Use physical assertions, not private implementation details. Prefer monotonic or bounded assertions over fragile exact transient values unless a regression baseline is intentional.
Validation Commands
After editing Java files in the NeqSim repo, run:
mvnw.cmd spotless:apply
mvnw.cmd test "-Dtest=YourDynamicTest"
mvnw.cmd spotless:check
When public APIs or JavaDoc were added or changed, also run:
mvnw.cmd javadoc:javadoc
When only agent/skill files were edited, run:
python devtools/verify_skills_agents.py
python devtools/generate_agent_skill_map.py
python devtools/verify_skills_agents.py
Common Pitfalls
- Forgetting to set
calculateSteadyState=false in tests, so the test never exercises the new dynamic branch.
- Adding a dynamic branch that calls
run(id) internally every timestep and erases the inventory state.
- Reading viscosity, density, or thermal conductivity after a flash without physical-property initialization.
- Updating outlet streams but not the internal inventory, or updating inventory but leaving outlet streams stale.
- Re-flashing every outlet stream after an inventory flash. For phase-separating equipment, rebuild outlets from the
freshly flashed inventory phases, preserve configured valve-capacity flow rates, and initialize properties without
another equilibrium flash. This keeps outlets current and avoids multiplying expensive CPA flashes per timestep.
- Introducing Java 9+ syntax such as
var, List.of, Map.of, text blocks, or String.repeat.
- Adding
System.out.println in tests or examples; use assertions or Log4j2 logger output.

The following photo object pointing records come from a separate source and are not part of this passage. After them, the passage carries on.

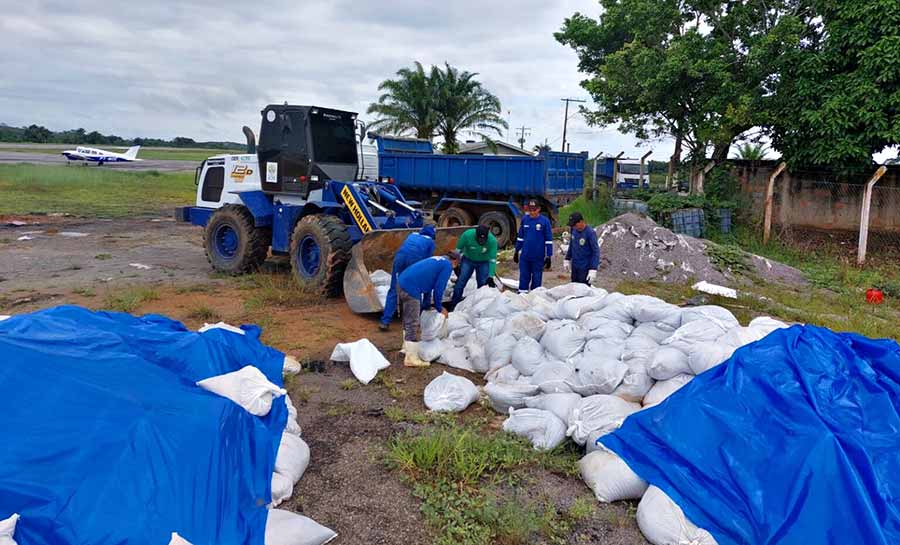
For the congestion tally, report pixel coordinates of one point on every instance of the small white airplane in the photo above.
(100, 156)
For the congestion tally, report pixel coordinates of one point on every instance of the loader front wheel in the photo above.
(320, 251)
(234, 245)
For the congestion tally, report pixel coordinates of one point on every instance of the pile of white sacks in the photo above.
(575, 361)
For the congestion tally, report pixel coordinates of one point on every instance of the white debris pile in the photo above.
(576, 361)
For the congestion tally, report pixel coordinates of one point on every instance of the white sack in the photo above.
(450, 393)
(599, 412)
(597, 374)
(8, 529)
(663, 523)
(221, 325)
(525, 324)
(554, 377)
(610, 477)
(527, 356)
(292, 458)
(456, 357)
(544, 429)
(559, 404)
(498, 350)
(635, 384)
(248, 387)
(563, 339)
(503, 396)
(575, 289)
(432, 350)
(282, 489)
(706, 355)
(365, 359)
(287, 528)
(664, 388)
(668, 362)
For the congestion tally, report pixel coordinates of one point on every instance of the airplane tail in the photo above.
(131, 153)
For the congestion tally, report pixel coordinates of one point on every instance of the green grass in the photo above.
(459, 472)
(91, 192)
(171, 154)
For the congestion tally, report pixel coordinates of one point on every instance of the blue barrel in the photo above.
(688, 222)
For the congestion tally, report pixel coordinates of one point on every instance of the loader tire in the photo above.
(455, 217)
(234, 245)
(320, 251)
(500, 224)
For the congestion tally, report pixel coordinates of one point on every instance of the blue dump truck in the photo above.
(490, 190)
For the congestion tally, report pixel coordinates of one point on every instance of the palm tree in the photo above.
(749, 151)
(407, 104)
(462, 103)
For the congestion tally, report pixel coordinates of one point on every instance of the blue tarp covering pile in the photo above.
(795, 440)
(107, 439)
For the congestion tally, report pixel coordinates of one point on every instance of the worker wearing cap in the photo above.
(426, 280)
(415, 248)
(583, 255)
(478, 247)
(534, 247)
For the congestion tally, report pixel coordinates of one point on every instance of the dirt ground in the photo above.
(347, 486)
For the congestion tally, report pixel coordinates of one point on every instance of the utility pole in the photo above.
(566, 118)
(523, 132)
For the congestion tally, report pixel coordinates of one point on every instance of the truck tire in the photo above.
(500, 224)
(320, 251)
(455, 217)
(234, 245)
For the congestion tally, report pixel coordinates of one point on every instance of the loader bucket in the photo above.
(376, 251)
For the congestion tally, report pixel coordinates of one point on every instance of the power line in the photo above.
(566, 118)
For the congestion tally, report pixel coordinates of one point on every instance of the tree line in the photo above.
(42, 135)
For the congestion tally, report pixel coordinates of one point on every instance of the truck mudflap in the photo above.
(376, 251)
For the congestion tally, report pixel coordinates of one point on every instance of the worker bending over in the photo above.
(478, 247)
(535, 244)
(583, 256)
(415, 248)
(425, 280)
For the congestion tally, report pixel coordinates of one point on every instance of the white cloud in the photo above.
(204, 68)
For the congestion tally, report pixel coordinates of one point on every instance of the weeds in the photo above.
(129, 300)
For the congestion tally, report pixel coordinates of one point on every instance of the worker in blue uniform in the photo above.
(415, 248)
(534, 247)
(425, 280)
(583, 255)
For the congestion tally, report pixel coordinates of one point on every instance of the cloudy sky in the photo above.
(204, 68)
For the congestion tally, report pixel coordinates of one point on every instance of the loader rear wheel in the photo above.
(320, 251)
(234, 245)
(500, 225)
(455, 217)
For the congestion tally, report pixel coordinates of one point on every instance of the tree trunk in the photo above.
(673, 162)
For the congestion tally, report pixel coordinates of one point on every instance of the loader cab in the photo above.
(302, 147)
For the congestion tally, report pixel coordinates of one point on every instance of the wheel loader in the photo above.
(296, 193)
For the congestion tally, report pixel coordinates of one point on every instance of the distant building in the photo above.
(483, 148)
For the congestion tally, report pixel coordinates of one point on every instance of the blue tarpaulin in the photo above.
(793, 441)
(106, 439)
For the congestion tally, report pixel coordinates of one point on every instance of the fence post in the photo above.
(770, 198)
(864, 215)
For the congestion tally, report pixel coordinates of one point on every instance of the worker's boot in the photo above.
(411, 351)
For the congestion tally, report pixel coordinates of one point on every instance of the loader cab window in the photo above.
(213, 183)
(334, 138)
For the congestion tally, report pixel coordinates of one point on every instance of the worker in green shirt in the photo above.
(478, 247)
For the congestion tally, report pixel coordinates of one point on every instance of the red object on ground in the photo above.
(874, 296)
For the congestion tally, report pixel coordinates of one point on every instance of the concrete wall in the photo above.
(819, 199)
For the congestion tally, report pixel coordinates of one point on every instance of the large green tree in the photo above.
(837, 97)
(442, 101)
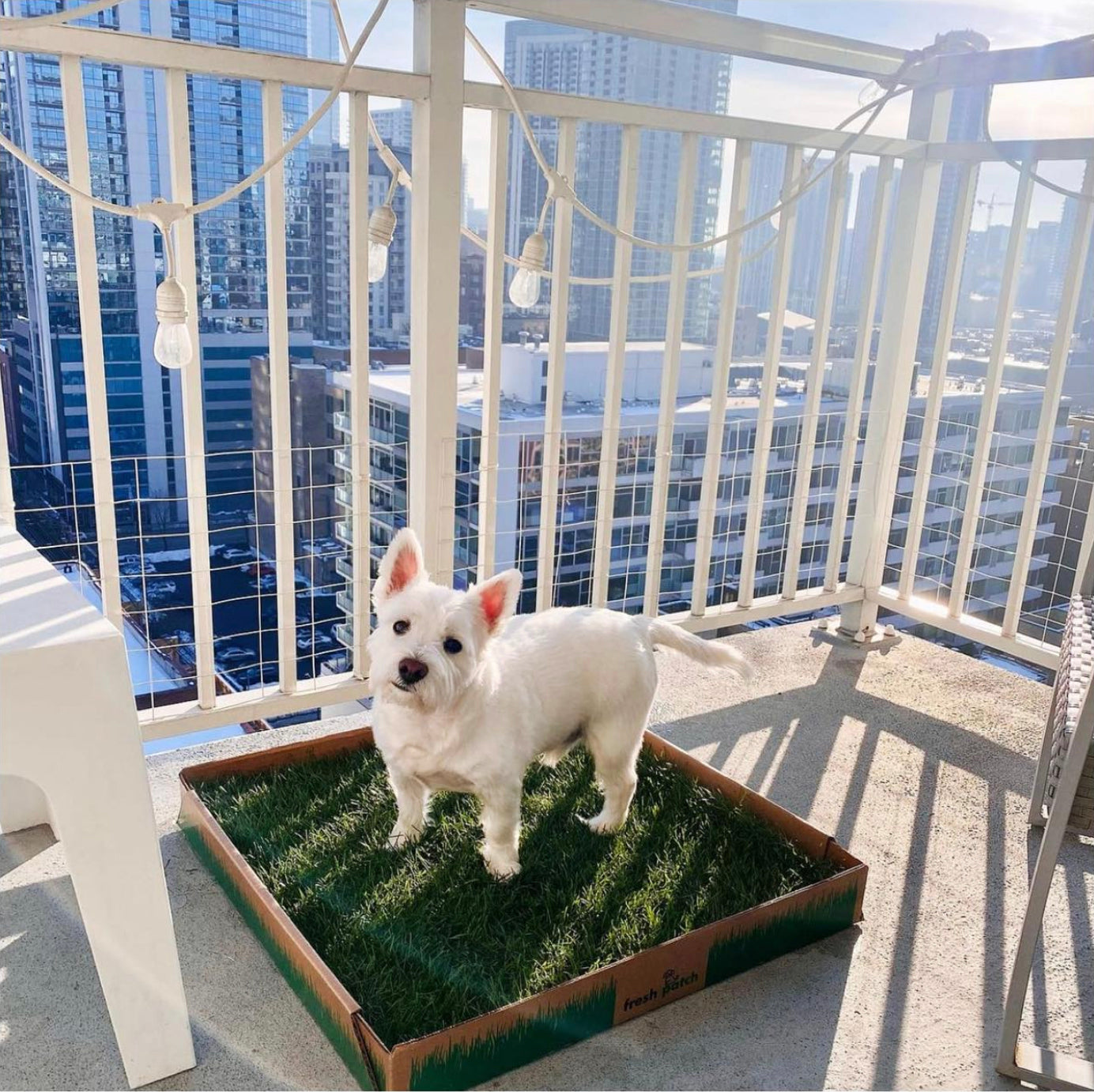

- Adding non-serializable fields to equipment without
transient.
Handoff Checklist
Before considering a dynamic equipment implementation complete, confirm:
- The equipment has a documented physical capacity model or a documented reason why it remains algebraic.
runTransient(dt, id) has both steady-state fallback and real dynamic branch behavior.
- New setters/getters have JavaDoc and Java 8-compatible signatures.
- Tests exercise the real dynamic branch and at least one process-level
ProcessSystem.runTransient(dt, id) path when practical.
- Spotless and the focused test pass.